For Immediate Release - March 16, 2005

Framingham Veterinarian Surrenders License

Framingham Veterinarian Surrenders License

Vanessa Iglesias Shoemaker of Framingham has entered into a voluntary surrender agreement with the Board of Registration of Veterinarians ("Board"), turning in her license to practice veterinary medicine in Massachusetts for a minimum of three years, which began March 10, 2005.

Shoemaker admitted engaging in unprofessional conduct relating to an incident in August 2004 at Boston's Franklin Park Zoo. The Board alleged that on August 14, 2004, Shoemaker represented herself to Boston Police officers as being a consulting veterinarian for the zoo in order to gain entry after the zoo had closed for the day. According to the complaint, Shoemaker falsely informed officers that she was responding to an emergency escape of a gorilla. When she was denied entry to the zoo, she drove her vehicle into the gates to gain access. Zoo officials verified that Shoemaker never had a professional affiliation with the Franklin Park Zoo.

Shoemaker agreed to not submit an application for renewal of her veterinary license for at least three years. Following the three-year disciplinary period, Shoemaker must demonstrate to the Board that she is mentally competent to practice veterinary medicine in order to obtain full reinstatement of her license.

The Board of Registration of Veterinarians licenses approximately 2,600 veterinarians throughout the Commonwealth.
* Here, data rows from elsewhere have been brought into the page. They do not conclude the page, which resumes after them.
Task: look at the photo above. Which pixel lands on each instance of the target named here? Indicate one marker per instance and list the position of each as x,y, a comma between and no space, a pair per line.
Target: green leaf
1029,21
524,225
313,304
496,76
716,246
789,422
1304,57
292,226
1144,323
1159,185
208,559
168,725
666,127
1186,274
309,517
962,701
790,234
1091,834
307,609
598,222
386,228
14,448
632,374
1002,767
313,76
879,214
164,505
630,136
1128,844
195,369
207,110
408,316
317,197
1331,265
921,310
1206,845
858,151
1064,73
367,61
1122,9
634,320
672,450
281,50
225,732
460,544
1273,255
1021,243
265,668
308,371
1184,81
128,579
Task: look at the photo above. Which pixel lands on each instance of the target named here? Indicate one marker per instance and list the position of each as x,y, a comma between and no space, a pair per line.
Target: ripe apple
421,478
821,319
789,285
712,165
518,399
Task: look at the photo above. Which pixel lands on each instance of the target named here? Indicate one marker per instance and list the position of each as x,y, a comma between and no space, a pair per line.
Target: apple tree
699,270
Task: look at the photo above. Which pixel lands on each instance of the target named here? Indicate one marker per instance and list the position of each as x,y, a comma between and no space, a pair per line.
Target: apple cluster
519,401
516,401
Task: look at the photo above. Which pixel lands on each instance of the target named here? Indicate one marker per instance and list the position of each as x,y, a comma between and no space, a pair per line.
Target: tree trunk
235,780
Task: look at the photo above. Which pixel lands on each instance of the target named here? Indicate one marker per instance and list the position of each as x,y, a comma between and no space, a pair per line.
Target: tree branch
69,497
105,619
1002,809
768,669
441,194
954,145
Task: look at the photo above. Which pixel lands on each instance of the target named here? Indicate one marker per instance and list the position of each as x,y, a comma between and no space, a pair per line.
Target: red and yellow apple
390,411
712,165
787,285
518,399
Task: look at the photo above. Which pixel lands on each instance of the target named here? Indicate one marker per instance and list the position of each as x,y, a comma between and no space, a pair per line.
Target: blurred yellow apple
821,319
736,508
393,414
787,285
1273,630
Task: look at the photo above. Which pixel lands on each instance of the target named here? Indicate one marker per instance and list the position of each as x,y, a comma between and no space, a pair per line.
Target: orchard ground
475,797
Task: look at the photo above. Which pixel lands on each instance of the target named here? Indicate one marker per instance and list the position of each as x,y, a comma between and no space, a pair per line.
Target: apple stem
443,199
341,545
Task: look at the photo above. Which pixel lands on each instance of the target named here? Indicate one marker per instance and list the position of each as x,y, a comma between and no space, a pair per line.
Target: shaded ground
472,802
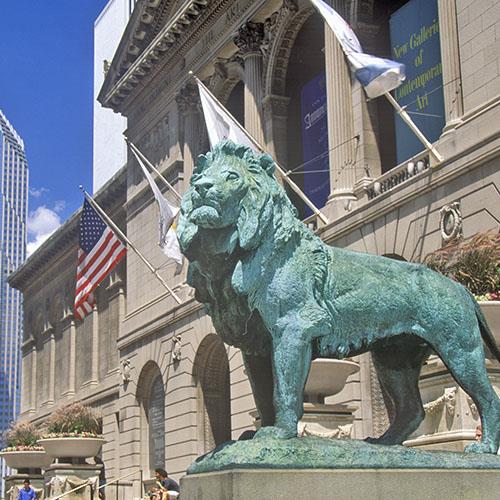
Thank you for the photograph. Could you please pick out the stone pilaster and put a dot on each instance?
(341, 141)
(450, 58)
(188, 101)
(275, 121)
(249, 40)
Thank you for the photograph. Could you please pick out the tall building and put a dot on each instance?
(110, 151)
(166, 387)
(13, 215)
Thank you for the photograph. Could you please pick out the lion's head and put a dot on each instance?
(232, 188)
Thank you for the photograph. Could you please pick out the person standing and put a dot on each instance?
(168, 484)
(26, 492)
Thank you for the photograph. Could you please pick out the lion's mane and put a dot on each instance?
(267, 222)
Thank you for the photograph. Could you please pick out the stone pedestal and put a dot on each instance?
(347, 484)
(60, 478)
(15, 482)
(451, 417)
(327, 420)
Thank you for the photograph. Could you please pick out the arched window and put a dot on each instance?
(211, 372)
(151, 398)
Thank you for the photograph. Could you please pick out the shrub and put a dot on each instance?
(475, 263)
(75, 419)
(22, 436)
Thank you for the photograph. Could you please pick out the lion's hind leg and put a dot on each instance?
(398, 362)
(465, 360)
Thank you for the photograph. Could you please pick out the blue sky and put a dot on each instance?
(46, 92)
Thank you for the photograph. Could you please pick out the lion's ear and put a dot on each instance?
(267, 164)
(255, 213)
(186, 230)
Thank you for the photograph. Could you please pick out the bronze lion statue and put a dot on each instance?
(279, 293)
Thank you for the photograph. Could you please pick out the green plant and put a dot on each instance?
(75, 419)
(22, 436)
(475, 263)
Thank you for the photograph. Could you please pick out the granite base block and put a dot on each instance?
(345, 484)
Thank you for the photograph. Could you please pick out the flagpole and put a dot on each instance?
(283, 174)
(407, 119)
(137, 153)
(129, 243)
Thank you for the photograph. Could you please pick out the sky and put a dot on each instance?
(46, 92)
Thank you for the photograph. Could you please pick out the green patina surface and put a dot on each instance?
(274, 289)
(320, 453)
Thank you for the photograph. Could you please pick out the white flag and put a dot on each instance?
(377, 75)
(220, 124)
(168, 237)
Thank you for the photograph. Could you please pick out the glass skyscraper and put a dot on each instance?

In fiscal year 2004, the Board received 112 new complaints and resolved 109 complaints.

Consumers are urged to visit the Division of Professional Licensure's website at www.mass.gov/reg and select the "check a license" option to determine whether a professional they are considering doing business with is licensed and in good standing.

The Division of Professional Licensure is an agency within the Office of Consumer Affairs and Business Regulation. It is responsible for ensuring the integrity of the licensing process for 43 trades and professions regulated by 29 boards of registration, the updating and renewal of approximately 330,000 licenses and the maintenance of databases for licensing, enforcement and revenue collection. In fiscal year 2004, the Division of Professional Licensure imposed record levels of enforcement, including 829 disciplinary actions, $128,000 in fines and the return of more than $25,000 to consumers.